Lockheed Martin has been selected to build and operate privately financed F-16 training centres for the US Air Force. The contract award is the latest under the USAF's Distributed Mission Training (DMT) programme.
The first two of up to 18 F-16 mission training centres (MTCs) are to be operational by mid-2002, at Mountain Home and Shaw AFBs. Each MTC will house two to four training devices which will be networked locally and with other sites via the USAF's planned DMT long-haul network.
Charles McCoy, Lockheed Martin's F-16 MTC programme director, says the "fee-for-service" contract is expected to be worth $176 million over the first seven years of operation.
The programme brings together several Lockheed Martin divisions, with LM Tactical Defense Systems in Akron, Ohio, as lead.

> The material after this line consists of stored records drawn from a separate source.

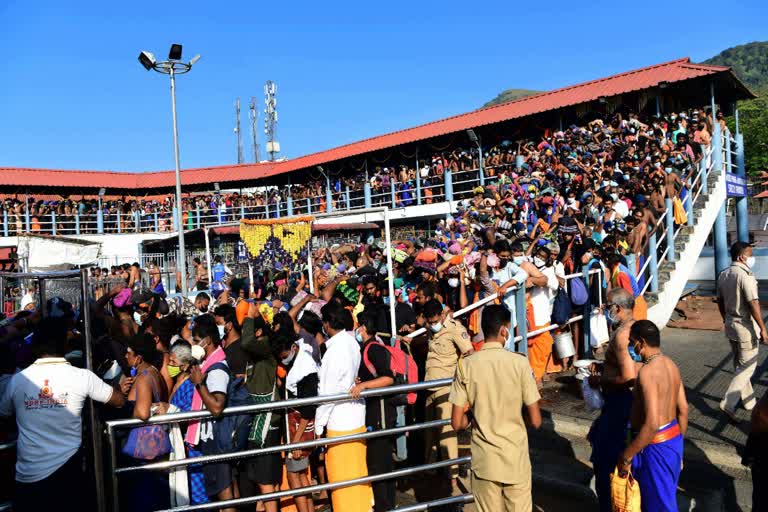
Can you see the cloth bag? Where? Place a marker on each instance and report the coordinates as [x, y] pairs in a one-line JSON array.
[[598, 330], [625, 493]]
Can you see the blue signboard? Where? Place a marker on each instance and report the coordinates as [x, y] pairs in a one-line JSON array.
[[735, 186]]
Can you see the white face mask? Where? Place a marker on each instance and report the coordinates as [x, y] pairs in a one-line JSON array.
[[198, 352]]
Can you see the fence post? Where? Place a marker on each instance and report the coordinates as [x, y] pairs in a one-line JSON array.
[[653, 262], [670, 222], [521, 320], [367, 194], [448, 177]]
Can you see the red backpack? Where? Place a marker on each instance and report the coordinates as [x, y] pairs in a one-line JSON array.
[[403, 368]]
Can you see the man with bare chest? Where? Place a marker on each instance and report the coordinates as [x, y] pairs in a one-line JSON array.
[[659, 421], [615, 377]]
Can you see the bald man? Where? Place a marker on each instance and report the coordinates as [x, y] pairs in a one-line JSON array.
[[614, 377]]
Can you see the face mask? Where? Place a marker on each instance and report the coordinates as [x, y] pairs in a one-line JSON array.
[[198, 352], [289, 358]]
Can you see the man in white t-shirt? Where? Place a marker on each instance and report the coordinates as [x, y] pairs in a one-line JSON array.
[[47, 399]]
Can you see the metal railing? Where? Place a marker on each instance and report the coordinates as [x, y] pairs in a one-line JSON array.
[[184, 417]]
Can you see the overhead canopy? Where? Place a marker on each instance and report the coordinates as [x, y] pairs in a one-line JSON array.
[[680, 77]]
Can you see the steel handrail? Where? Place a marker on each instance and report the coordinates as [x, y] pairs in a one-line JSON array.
[[323, 487], [247, 454], [162, 419]]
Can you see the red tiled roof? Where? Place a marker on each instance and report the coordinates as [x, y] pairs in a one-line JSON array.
[[630, 81]]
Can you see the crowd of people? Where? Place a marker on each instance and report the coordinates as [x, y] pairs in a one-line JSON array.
[[583, 198], [594, 147]]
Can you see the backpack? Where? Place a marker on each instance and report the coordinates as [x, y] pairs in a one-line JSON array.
[[579, 294], [561, 308], [230, 433], [403, 368]]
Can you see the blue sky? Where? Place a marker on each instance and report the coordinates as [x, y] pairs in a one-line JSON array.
[[73, 96]]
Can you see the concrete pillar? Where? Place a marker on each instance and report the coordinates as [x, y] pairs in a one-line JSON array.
[[669, 218], [367, 194], [448, 177], [653, 262], [742, 219]]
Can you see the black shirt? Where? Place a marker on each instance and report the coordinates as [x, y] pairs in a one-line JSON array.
[[236, 357], [378, 357]]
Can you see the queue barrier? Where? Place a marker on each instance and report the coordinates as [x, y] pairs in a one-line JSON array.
[[165, 419]]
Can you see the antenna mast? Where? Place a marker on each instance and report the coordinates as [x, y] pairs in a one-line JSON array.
[[270, 118], [237, 132], [253, 113]]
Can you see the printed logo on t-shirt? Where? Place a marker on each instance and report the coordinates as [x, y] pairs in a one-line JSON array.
[[45, 399]]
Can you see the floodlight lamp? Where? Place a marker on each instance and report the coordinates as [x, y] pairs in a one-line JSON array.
[[175, 52], [147, 60]]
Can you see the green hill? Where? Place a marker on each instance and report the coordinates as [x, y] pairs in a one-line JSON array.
[[750, 63], [510, 95]]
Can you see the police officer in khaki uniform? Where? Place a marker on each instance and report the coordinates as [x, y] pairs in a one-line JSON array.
[[491, 387], [449, 340], [740, 308]]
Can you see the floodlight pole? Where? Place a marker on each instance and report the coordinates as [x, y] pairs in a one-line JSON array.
[[182, 259]]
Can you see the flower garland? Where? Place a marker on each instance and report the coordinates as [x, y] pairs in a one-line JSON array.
[[277, 243]]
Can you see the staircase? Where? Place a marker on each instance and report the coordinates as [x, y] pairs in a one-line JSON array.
[[688, 241]]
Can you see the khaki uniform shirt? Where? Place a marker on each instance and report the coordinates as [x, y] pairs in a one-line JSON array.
[[444, 349], [737, 287], [496, 383]]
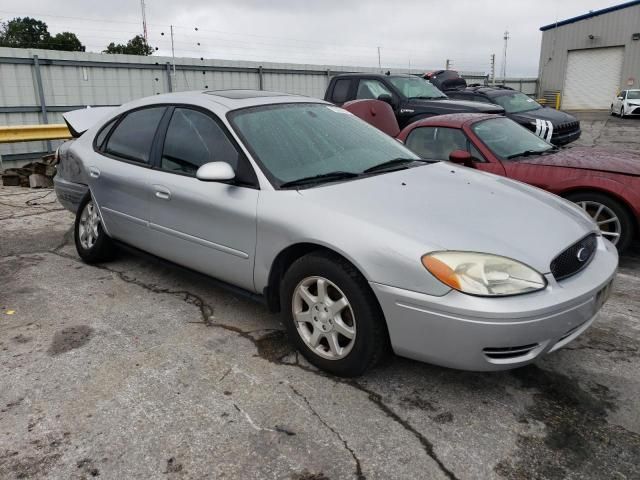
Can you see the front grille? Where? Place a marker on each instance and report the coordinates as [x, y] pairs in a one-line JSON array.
[[506, 353], [574, 258]]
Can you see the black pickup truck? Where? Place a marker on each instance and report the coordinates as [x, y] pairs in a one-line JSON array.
[[411, 97]]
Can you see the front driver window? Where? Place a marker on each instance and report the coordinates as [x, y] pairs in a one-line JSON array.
[[193, 139], [436, 142], [371, 89]]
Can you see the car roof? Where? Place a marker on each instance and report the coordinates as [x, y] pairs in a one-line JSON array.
[[491, 91], [376, 75], [222, 101]]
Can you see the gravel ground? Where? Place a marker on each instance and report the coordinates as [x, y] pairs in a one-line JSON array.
[[134, 369]]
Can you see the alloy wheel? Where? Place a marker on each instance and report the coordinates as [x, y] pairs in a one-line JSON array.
[[88, 226], [324, 318], [608, 222]]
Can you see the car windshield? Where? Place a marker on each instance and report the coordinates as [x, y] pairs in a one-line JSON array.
[[516, 102], [507, 139], [304, 140], [414, 87]]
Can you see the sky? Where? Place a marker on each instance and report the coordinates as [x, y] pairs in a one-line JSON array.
[[411, 34]]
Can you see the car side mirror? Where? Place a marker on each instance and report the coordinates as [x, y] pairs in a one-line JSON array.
[[215, 172], [462, 157], [386, 98]]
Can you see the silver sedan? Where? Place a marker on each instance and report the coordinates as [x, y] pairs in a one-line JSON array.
[[361, 245]]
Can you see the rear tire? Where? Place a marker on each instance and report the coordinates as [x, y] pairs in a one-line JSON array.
[[623, 223], [346, 343], [92, 243]]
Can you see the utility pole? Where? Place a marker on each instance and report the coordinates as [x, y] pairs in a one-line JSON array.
[[493, 69], [144, 20], [173, 53], [504, 56]]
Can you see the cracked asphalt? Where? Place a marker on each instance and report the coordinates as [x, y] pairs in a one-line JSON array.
[[136, 369]]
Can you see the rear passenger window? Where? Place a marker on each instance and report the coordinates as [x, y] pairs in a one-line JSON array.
[[436, 142], [102, 135], [341, 91], [193, 139], [133, 136], [371, 89]]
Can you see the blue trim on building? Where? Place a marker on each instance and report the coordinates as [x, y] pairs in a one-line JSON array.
[[590, 15]]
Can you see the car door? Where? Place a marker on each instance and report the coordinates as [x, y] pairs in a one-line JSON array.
[[118, 173], [437, 143], [207, 226]]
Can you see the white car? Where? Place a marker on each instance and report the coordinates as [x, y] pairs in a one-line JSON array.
[[626, 103]]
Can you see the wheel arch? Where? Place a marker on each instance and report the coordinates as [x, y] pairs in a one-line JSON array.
[[603, 191], [285, 258]]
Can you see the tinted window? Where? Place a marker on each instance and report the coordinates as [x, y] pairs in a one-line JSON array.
[[371, 89], [436, 142], [133, 136], [506, 139], [193, 139], [341, 90], [300, 140], [104, 132], [481, 98]]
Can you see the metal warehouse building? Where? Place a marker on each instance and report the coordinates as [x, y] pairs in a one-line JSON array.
[[590, 58]]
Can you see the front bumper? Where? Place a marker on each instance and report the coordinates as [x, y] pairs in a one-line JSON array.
[[483, 334]]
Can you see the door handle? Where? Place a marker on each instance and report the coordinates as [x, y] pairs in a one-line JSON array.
[[162, 193]]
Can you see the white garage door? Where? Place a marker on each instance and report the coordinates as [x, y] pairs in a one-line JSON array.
[[592, 78]]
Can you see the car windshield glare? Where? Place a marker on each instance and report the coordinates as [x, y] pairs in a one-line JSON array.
[[414, 87], [516, 102], [507, 139], [302, 140]]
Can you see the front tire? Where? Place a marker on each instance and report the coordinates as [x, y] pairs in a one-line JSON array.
[[613, 219], [92, 243], [332, 316]]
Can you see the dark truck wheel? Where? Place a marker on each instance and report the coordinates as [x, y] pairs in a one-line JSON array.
[[92, 243], [332, 316]]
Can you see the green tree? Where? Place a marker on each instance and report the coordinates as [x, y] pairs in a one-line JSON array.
[[68, 42], [136, 46], [28, 32], [24, 33]]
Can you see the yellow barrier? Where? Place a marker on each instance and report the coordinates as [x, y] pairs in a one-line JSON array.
[[30, 133]]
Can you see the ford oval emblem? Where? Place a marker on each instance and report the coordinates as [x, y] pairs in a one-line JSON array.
[[582, 255]]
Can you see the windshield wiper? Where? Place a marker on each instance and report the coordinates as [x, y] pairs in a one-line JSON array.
[[394, 164], [424, 97], [329, 176], [528, 153]]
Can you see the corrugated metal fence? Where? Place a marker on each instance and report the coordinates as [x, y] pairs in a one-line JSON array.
[[37, 86]]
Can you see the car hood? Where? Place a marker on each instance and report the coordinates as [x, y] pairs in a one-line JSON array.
[[444, 106], [556, 117], [615, 161], [447, 207]]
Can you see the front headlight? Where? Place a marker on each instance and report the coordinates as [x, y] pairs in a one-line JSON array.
[[482, 273]]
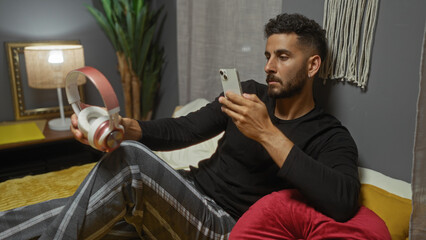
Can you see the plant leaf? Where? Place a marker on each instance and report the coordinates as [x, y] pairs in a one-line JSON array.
[[100, 18]]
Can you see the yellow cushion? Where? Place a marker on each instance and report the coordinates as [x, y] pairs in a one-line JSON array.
[[393, 209], [38, 188]]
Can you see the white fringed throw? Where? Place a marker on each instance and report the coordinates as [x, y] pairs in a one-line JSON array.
[[350, 28]]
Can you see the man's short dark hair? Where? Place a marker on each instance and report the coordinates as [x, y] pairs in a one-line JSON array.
[[309, 32]]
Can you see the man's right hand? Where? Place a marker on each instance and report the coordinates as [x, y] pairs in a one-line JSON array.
[[132, 130], [78, 135]]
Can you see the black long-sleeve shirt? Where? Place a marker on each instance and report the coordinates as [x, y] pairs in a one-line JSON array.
[[322, 164]]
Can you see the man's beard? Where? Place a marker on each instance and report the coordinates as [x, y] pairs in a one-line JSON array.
[[289, 88]]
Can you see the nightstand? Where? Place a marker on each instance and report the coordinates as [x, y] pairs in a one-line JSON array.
[[58, 150]]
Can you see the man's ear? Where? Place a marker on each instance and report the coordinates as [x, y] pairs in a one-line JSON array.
[[314, 64]]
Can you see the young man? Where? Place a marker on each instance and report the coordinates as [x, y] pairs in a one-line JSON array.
[[275, 138]]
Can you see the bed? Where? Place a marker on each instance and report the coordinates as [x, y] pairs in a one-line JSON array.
[[389, 198]]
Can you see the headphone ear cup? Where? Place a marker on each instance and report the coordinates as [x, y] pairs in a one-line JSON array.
[[87, 116], [94, 127]]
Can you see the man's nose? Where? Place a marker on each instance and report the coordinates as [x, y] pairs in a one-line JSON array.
[[270, 66]]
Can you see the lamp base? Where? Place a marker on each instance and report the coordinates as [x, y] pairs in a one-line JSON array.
[[59, 124]]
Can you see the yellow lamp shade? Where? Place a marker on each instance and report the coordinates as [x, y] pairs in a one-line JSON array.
[[47, 66]]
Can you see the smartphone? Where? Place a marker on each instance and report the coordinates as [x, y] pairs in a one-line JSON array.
[[230, 80]]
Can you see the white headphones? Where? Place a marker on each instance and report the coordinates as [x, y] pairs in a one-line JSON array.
[[100, 126]]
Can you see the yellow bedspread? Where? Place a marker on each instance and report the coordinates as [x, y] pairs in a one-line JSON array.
[[34, 189]]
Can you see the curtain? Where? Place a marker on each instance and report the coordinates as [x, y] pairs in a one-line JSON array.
[[220, 34], [418, 181], [350, 27]]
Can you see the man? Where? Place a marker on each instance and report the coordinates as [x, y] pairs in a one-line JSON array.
[[275, 138]]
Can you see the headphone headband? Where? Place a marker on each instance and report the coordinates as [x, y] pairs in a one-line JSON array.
[[101, 83]]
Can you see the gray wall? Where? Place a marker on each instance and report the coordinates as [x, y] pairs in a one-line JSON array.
[[381, 119]]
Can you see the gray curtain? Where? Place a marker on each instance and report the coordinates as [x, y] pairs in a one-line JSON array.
[[418, 182], [220, 34]]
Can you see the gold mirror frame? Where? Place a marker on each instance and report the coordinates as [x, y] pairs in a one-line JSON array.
[[15, 52]]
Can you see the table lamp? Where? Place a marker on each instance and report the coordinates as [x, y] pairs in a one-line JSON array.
[[47, 67]]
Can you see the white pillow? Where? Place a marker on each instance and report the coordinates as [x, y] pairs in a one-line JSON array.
[[190, 156], [392, 185]]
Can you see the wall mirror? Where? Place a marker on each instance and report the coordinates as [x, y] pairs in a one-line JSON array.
[[30, 103]]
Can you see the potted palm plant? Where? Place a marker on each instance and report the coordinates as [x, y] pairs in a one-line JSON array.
[[134, 29]]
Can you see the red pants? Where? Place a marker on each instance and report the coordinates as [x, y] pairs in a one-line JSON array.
[[285, 215]]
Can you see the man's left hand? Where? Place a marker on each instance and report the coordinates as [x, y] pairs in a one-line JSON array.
[[248, 113]]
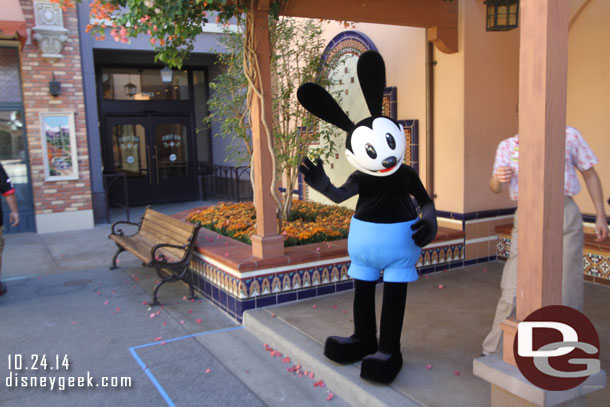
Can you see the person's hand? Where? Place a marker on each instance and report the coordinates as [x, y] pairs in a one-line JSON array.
[[314, 174], [13, 218], [601, 228], [503, 174]]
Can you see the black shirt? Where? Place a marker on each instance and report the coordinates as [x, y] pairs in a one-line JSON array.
[[6, 188], [382, 199]]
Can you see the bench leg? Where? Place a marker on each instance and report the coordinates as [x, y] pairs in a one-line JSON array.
[[119, 251]]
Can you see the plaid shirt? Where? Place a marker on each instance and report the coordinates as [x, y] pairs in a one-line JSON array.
[[578, 155]]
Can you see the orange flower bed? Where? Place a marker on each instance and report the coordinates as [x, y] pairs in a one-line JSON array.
[[309, 222]]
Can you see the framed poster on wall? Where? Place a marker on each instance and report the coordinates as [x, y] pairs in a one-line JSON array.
[[59, 146]]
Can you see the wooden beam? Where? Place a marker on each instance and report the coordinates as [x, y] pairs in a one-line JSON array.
[[440, 14], [542, 123], [266, 242]]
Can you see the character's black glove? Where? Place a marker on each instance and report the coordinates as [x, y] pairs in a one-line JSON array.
[[425, 228], [314, 174]]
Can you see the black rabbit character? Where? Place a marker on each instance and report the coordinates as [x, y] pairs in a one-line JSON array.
[[385, 231]]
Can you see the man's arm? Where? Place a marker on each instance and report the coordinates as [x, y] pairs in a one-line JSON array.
[[594, 187], [11, 201]]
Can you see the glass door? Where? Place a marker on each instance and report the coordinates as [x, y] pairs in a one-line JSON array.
[[172, 150], [131, 155], [155, 152]]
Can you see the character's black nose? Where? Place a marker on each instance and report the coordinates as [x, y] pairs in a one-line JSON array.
[[389, 162]]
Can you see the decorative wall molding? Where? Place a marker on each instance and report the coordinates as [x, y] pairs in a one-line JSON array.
[[49, 30]]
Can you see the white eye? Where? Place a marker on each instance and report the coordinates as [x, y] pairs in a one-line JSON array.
[[374, 148]]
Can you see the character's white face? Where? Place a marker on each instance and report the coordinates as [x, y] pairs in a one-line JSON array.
[[378, 151]]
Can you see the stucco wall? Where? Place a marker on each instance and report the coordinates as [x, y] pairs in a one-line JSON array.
[[403, 50]]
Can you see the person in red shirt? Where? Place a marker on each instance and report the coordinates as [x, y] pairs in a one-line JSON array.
[[8, 191]]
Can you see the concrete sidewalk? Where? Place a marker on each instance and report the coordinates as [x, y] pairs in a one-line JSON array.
[[63, 300]]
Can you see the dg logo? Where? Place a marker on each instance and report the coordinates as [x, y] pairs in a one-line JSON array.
[[556, 348]]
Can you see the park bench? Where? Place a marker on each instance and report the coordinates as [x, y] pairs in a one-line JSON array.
[[161, 242]]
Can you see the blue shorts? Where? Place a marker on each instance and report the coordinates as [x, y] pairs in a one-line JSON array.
[[373, 247]]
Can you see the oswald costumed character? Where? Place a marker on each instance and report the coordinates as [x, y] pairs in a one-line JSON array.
[[385, 231]]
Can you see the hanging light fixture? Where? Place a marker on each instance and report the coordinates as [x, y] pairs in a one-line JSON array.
[[166, 75], [502, 15], [130, 88]]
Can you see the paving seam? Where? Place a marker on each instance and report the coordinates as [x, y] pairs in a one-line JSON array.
[[344, 380], [147, 371]]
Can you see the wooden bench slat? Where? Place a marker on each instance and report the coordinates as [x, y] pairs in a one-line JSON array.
[[159, 229], [169, 221]]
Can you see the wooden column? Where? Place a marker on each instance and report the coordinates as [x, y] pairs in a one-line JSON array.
[[266, 242], [542, 122]]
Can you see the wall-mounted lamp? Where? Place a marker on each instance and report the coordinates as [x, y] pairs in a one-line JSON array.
[[55, 87], [502, 15], [166, 75], [130, 88]]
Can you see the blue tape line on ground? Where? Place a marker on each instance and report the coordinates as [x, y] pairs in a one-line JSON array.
[[152, 377], [187, 336]]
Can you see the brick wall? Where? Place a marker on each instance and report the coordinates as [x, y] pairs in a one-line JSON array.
[[55, 196]]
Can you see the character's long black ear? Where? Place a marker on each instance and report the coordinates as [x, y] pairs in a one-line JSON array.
[[320, 103], [371, 74]]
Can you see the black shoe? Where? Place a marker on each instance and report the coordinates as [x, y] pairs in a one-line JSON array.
[[343, 349], [381, 367]]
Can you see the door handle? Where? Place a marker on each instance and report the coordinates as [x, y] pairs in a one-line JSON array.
[[156, 163], [148, 162]]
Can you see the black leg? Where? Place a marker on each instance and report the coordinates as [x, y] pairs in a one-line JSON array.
[[363, 342], [384, 366], [119, 251]]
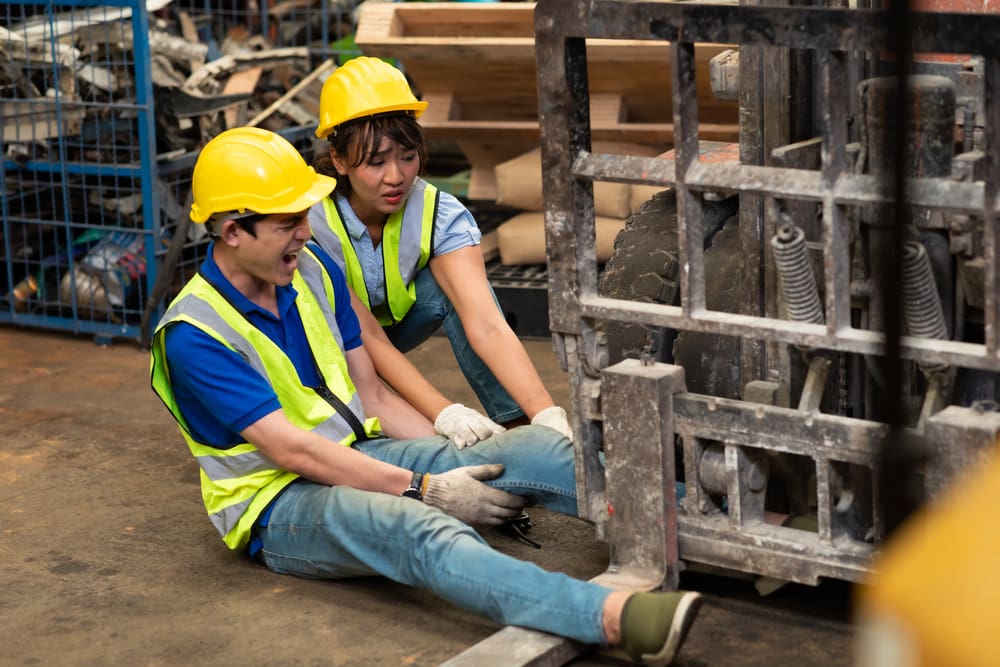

According to McCoy, there will be three levels of MTC: Level C will be the "premier" configuration, while Level B will lack some components and Level A will be the most austere. Level A and B sites will be upgradable. The initial two sites will be Level B, but upgraded to Level C within six months.
Under the DMT programme, industry finances construction of the training centres and owns the equipment, which the USAF pays by the hour to use. Boeing won the first contract, to establish F-15 training centres.
A separate competition will run to select a contractor to integrate and operate the USAF's planned DMT long-haul network.